Another problem with implementing health care modeled after the French system would be the quality of healthcare. In France, the average physician makes about $55,000 per year. There are many other occupations that pay more.
Therefore, the educated would be more inclined to choose a profession other than medicine. If universal health care were to be introduced in the United States, the level of reimbursement to physicians would be lower than it currently is by private health care companies. This would lead to a breakdown of the current very high-paying profession. Lower pay means a lower amount of intelligent people interested in the field. This would lead to poorer patient care (because the well-educated would be working in fields in which getting a degree is easier and the work is more rewarding).

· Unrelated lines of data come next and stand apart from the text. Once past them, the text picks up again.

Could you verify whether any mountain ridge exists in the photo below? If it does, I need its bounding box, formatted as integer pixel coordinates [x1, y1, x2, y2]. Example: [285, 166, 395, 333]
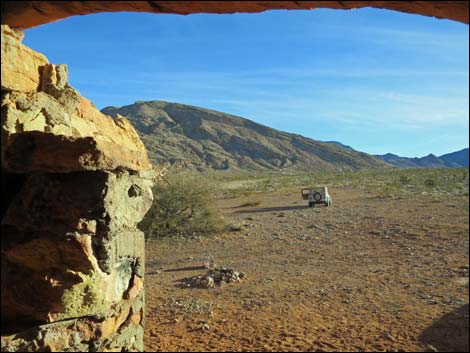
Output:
[101, 101, 389, 171]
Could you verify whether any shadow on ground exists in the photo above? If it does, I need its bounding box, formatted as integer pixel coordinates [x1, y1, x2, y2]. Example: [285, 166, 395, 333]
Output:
[420, 304, 469, 352]
[234, 205, 308, 213]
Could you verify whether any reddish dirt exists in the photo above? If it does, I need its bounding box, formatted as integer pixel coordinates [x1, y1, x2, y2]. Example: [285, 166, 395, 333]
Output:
[145, 188, 469, 352]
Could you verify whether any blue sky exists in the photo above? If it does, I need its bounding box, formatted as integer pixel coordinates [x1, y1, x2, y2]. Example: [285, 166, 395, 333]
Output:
[24, 8, 469, 157]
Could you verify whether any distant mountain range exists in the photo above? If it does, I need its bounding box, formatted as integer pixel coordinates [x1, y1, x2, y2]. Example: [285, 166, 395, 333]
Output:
[376, 148, 468, 168]
[102, 101, 468, 171]
[102, 101, 389, 171]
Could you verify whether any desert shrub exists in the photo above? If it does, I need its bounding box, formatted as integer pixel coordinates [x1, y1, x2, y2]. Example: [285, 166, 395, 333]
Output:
[237, 200, 261, 207]
[139, 173, 223, 239]
[424, 177, 437, 188]
[400, 175, 412, 185]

It would also lead to increased wait times due to a shortage of qualified physicians, which would furthermore lead to unnecessary deaths. The French also encourage the use of dangerous prescription drugs. The average general practitioner prescribes 260,000 Euros worth of drugs each year. However, other patients do not receive the medicine they need. One study found that almost 90 percent of asthma patients are not prescribed medicine that could improve their condition.

My third argument in negation of implementing a health care system modeled on that of France is that better options exist. For example, the healthcare system in Japan provides its citizens with the longest life expectancy on the planet while costing much less than the United States
system. The Australian system also merits study when considering healthcare reform. It has similar infant mortality rates and is less expensive than the healthcare system in France. Another better alternative is Denmark, where 90 percent of citizens are satisfied with their healthcare services. This system also does fairly well in expenditure, productivty, and waiting times.

For these reasons of cost and health care quality, and also the fact that better options do exist, I am in negation of this plan for the United States government to implement universal health care.